Kusch, Polykarp (1911-1993), a German-born American physicist, made the first precise measurement of the magnetic properties of the electron, the negatively charged particle that forms the outer parts of all atoms. Kusch found that the electron’s magnetism differed from theoretical predictions of the time, and his work stimulated improvements in the theories of how matter and radiation interact. For this work, Kusch was awarded half of the 1955 Nobel Prize for physics. The other half was awarded to American physicist Willis Lamb (see Lamb, Willis Eugene ).
Kusch was born in Blankenburg, Germany and, in 1912, went to live in the United States with his family. He became a U.S. citizen in 1922. He studied at Case Institute of Technology (now part of Case Western Reserve University) in Cleveland, and received his Ph.D. at the University of Illinois in 1936. He taught briefly at the University of Minnesota before beginning a long teaching career at Columbia University in New York City. He remained at Columbia until 1972, when he became professor of physics at the University of Texas.

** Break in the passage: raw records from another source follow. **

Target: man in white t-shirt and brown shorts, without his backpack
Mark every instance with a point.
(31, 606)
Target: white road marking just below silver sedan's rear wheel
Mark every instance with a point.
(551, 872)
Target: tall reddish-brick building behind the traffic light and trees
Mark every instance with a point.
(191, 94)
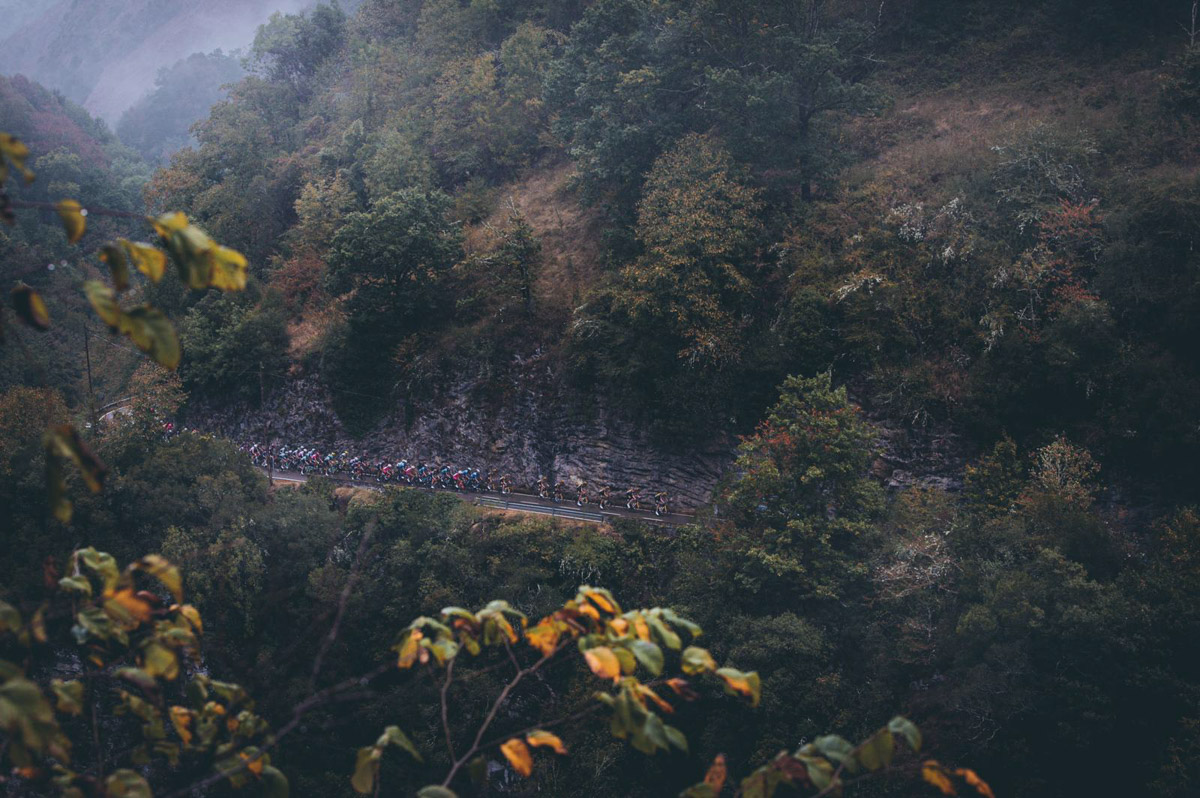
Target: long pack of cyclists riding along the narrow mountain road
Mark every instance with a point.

At Columbia, Kusch did the work that was to gain him his Nobel Prize, collaborating with Austrian-American physicist Isidor Rabi, already a Nobel prizewinner (see Rabi, Isidor Isaac ). Kusch measured the magnetic properties of hydrogen molecules by firing beams of them through strong magnetic fields and seeing by how much their paths were bent. From this process, he was able to calculate the magnetism of the hydrogen atom’s single electron.
At about the same time, Willis Lamb, using an entirely different method, produced a similar value for the magnetism of the electron. The new knowledge stimulated theoretical physicists to develop an improved theory of the electromagnetic interactions of matter, a subject called quantum electrodynamics.